1998
|
Arie van Geest - Martijn te Winkel, Face à Face
31 januari - 21 februari 1998
Galerie Delta, Rotterdam
Tekst:
Jan van Heemst
21 x 21 cm. 4 p.
Arie van Geest - Martijn te Winkel |
|
« terug naar Catalogi
Beweeg de muiswijzer over de afbeelding om de achterzijde te zien
|
|
Begeleidende tekst van de uitnodiging:
Face à Face, Galerie Delta, Rotterdam
|
Hoeveel caprices kan een tekening verdragen?
Afgelopen zomer besloot Arie van Geest zich aan het avontuur te wagen. Hij wist hoe inventief Martijn te Winkel met bestaand beeldmateriaal kon omgaan: de kunstgeschiedenis, de glamour, de reclame, de actualiteit - niets was voor hem
heilig. Van Geest waardeerde Te Winkels gedreven onbevangenheid. En toen deze hem liet blijken ook wel met zijn werk raad te weten, gaf hij hem vrije hand. Dat wil zeggen, hij stelde Martijn te Winkel een serie tekeningen uit de periode
1989-95 voor een nadere bewerking ter beschikking.
In augustus van dit jaar ontstond er zo een even unieke als intensieve samenwerking tussen de docent (Van Geest) en de student (Te Winkel) van de Rotterdamse Academie van Beeldende Kunsten. In deze korte werkperiode kwam er
een samenhangende serie van 26 tekeningen tot stand.
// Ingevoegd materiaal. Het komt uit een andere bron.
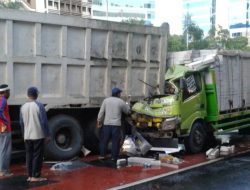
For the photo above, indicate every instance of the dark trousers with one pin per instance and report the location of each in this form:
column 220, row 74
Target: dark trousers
column 34, row 156
column 110, row 132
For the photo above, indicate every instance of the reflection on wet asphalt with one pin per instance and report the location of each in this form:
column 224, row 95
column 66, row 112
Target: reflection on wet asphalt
column 229, row 174
column 20, row 183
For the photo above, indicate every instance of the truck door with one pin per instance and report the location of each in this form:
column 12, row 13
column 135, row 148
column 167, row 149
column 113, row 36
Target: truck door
column 193, row 100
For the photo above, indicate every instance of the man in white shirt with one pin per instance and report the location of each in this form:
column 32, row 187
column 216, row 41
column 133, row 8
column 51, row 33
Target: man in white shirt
column 34, row 124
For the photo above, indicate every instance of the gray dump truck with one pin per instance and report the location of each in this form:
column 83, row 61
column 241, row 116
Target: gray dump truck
column 75, row 62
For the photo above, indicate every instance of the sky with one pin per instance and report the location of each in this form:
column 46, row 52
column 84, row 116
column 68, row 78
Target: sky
column 169, row 11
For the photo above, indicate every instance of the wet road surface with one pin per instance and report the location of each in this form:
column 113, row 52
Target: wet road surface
column 228, row 174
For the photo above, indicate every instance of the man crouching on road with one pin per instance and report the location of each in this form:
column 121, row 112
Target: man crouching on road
column 33, row 121
column 111, row 110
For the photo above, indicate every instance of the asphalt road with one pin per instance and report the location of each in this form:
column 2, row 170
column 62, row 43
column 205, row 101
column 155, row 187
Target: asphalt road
column 229, row 174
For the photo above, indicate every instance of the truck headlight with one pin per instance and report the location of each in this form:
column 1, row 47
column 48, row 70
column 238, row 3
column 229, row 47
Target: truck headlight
column 170, row 124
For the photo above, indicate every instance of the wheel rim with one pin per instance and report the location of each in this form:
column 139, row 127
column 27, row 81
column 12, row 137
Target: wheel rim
column 63, row 138
column 198, row 138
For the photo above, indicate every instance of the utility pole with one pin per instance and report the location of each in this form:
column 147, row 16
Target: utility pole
column 186, row 24
column 247, row 18
column 107, row 10
column 213, row 15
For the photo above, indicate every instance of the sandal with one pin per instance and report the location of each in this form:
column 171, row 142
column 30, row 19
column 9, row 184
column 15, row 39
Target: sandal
column 7, row 174
column 37, row 179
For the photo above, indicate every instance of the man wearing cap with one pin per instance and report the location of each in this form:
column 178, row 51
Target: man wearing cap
column 5, row 132
column 34, row 124
column 110, row 113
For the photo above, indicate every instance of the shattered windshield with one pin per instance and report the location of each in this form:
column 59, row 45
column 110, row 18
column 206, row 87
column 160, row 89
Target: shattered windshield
column 169, row 88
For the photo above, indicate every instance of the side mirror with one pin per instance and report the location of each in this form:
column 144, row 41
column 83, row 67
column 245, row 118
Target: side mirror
column 182, row 83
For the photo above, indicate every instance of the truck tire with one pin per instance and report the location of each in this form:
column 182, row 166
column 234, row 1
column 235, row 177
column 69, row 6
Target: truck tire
column 196, row 141
column 92, row 137
column 66, row 138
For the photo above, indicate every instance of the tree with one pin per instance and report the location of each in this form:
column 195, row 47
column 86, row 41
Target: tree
column 195, row 32
column 239, row 43
column 176, row 43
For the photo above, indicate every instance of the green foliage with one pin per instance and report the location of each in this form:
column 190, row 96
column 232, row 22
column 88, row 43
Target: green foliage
column 195, row 32
column 134, row 21
column 199, row 44
column 11, row 5
column 239, row 43
column 176, row 43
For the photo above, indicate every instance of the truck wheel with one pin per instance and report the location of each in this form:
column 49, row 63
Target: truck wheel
column 196, row 141
column 66, row 138
column 93, row 136
column 91, row 140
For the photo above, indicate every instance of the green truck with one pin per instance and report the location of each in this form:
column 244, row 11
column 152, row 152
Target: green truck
column 199, row 99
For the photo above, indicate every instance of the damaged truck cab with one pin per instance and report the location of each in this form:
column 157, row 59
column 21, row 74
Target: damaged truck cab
column 182, row 105
column 197, row 101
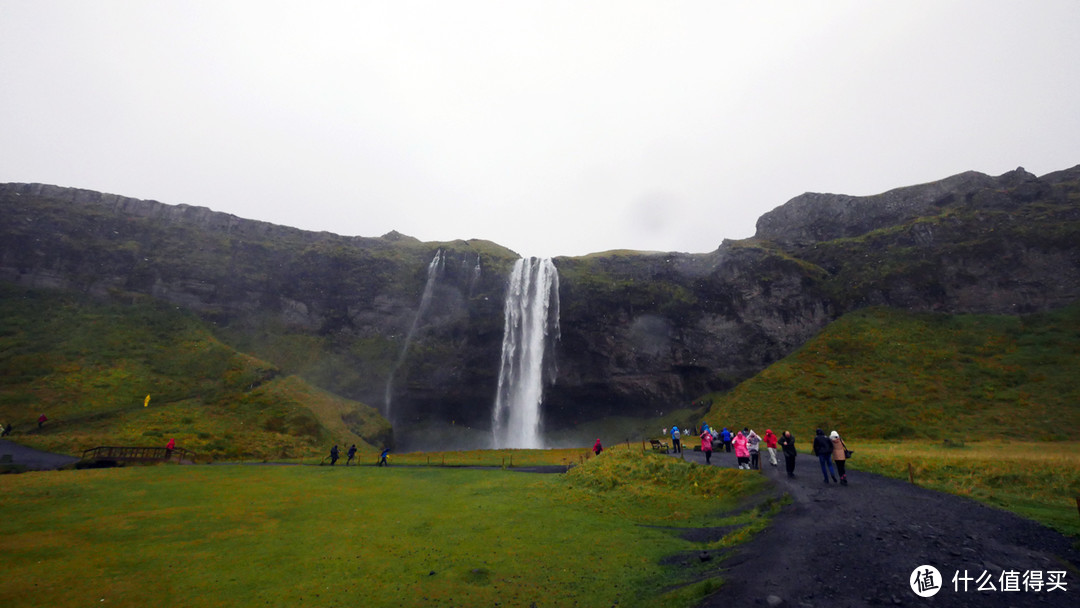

Going at Work vormde het begin, Game Over? het einde. Het vraagteken typeert de gein van het project.
Maar achter het pure plezier gaat een wondere wereld schuil; het toch al zo eigenzinnige universum van Van Geest wordt plotsklaps overspoeld door aliens, door harten en diamanten, Picasso- en Margritte-achtigen, pornografica
en exotica, Monroemanie en Dianarama. Pointes worden gekeerd, perspectieven gedraaid, patronen gekanteld. Ook al hanteren beide kunstenaars een eigen handschrift, het resultaat oogt niettemin uitgebalanceerd. Te Winkel is namelijk
buitengewoon zorgvuldig te werk gegaan; hij parasiteert niet, maar verweeft zijn commentaar op een respectvolle manier met de lijnen die Van Geest had uitgezet.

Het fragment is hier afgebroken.